We first entered Mexico shortly after the Zapatista uprising in 1994 when we received requests for an international civilian presence in Chiapas.
Following a series of exploratory missions, we officially opened the Mexico Project in 1998. Although accompaniment requests had been received largely from organizations in Chiapas, our initial goal was to work in the states of Oaxaca and Guerrero.
In these states the presence of international organizations was more limited whereas Chiapas already had representation from a wide variety of organizations and groups, all with different mandates and goals.
In Guerrero, we began by accompanying “The Voice for Those Without a Voice” Human Rights Committee which was a centre that launched the conversation on human rights issues in Mexico. Since then, we have accompanied numerous organizations in Guerrero and several organizations in Oaxaca.

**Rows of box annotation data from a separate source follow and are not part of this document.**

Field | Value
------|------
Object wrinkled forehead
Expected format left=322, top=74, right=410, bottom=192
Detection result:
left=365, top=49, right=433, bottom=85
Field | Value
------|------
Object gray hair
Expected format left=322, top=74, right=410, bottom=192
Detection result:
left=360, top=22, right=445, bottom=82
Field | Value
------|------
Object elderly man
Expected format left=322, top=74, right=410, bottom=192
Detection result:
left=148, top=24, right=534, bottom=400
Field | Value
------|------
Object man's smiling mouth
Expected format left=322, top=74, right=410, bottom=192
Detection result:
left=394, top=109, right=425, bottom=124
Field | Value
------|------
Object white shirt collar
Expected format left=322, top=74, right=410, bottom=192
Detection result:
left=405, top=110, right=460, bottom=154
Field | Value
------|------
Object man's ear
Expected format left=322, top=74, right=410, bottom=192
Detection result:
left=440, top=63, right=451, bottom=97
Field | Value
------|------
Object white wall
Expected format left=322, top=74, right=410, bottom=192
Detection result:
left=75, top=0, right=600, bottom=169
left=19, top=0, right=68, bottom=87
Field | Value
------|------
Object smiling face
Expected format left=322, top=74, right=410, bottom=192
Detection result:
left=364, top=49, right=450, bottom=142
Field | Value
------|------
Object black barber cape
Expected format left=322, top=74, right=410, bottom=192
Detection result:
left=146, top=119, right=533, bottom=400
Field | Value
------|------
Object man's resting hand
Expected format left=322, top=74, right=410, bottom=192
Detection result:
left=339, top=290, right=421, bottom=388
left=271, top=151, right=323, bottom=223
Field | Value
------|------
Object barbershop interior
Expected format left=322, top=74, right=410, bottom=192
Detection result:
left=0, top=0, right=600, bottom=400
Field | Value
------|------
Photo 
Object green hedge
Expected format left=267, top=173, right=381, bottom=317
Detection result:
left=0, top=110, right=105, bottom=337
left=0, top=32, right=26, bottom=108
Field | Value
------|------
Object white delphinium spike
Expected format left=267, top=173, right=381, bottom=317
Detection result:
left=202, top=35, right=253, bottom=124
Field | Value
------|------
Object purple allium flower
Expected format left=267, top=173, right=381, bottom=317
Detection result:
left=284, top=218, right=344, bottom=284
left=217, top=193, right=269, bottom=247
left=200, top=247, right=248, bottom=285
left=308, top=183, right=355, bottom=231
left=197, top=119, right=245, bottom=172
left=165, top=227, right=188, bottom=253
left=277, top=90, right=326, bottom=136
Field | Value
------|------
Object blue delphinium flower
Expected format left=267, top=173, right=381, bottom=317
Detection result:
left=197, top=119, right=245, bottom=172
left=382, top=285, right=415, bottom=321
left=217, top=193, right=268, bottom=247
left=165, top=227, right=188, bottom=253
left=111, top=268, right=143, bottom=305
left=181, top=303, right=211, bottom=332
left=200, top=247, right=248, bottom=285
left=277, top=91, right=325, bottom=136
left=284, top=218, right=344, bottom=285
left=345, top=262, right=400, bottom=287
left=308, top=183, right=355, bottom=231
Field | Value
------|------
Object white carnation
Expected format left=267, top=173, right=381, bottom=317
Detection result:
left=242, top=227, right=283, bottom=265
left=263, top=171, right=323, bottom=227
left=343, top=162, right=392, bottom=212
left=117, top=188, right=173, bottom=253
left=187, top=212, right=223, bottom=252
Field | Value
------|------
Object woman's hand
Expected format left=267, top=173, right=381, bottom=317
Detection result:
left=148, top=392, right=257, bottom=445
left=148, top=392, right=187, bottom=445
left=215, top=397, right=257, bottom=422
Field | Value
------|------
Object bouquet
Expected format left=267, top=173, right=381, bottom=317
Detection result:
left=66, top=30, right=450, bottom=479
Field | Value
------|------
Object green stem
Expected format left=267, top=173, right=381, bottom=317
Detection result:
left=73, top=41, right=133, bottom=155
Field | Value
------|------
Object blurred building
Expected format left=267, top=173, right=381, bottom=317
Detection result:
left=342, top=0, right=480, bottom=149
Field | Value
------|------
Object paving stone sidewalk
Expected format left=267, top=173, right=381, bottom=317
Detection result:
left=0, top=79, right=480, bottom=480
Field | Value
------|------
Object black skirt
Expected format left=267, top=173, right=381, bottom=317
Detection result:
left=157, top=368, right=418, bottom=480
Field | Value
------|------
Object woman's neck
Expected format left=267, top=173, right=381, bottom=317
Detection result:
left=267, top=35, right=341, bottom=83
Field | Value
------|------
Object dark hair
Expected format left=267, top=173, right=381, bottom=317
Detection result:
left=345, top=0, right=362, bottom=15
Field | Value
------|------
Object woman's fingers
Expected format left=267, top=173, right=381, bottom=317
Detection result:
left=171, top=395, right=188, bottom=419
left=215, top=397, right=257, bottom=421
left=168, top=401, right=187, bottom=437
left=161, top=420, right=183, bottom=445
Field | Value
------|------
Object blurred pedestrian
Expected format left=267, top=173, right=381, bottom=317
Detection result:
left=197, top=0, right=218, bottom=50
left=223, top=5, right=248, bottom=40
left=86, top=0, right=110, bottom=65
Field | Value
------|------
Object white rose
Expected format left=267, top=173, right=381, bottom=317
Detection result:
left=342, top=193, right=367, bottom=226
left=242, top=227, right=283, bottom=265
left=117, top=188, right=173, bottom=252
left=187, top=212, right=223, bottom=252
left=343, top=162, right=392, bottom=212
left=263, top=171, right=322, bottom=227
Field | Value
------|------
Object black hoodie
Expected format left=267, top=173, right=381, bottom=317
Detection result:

These regions are where our team in Mexico still works today.
Not wanting to forget about Chiapas, we also decided after careful analysis that we could best have an impact in this state by participating in SIPAZ (International Service for Peace), a coalition of international organizations.
Over the last few years we have been following cases before the Inter-American Court of Human Rights (IACHR), including those of the indigenous Me`phaa women who were tortured and raped by Mexican soldiers in 2002.
These cases have been brought forward by members of the Organization of the Indigenous Me`phaa People (OPIM). Two of these women are Inés Fernández Ortega and Valentina Rosendo Cantú. They have both been searching for justice and compensation for eight years.
Before the courts it was argued that these women show the recurring problems in Mexico such as the lack of access to justice for female victims of violence, abuses due to the lack of public control over the Mexican army and the systematic persecution of those who organize themselves to defend indigenous rights.
We recognize that the conflicts in Mexico are complex and long lasting, and that there are profound social and regional inequalities in the country. Many of these conflicts are due to disputes over land and natural resources, often involving multinational companies and state-sponsored businesses.
Our work in making sure that human rights workers in Mexico are safe and that human rights are protected would not be possible without the work that we do in Canada.
Here at home, through volunteer recruitment and the formation of political support networks with local communities, organizations and government representatives, we work to build awareness of the threats against both human rights themselves and the defenders we accompany in the field. We also strive to inform the public about the effectiveness of non-violent strategies for addressing conflict.
As is the case with other Peace Brigades country groups, PBI-Canada is an “anchor” from which the organization’s political and educational work is undertaken. Our work is a necessary compliment to the work of PBI volunteers in the field.
Our presence in places like Mexico discourages violence against human rights workers because our field volunteers are the symbolic representation of a global movement. This movement includes individuals, organizations and governments who care about what happens to those who work in favour of human rights and will respond to any threats against the personal safety and security of those activists.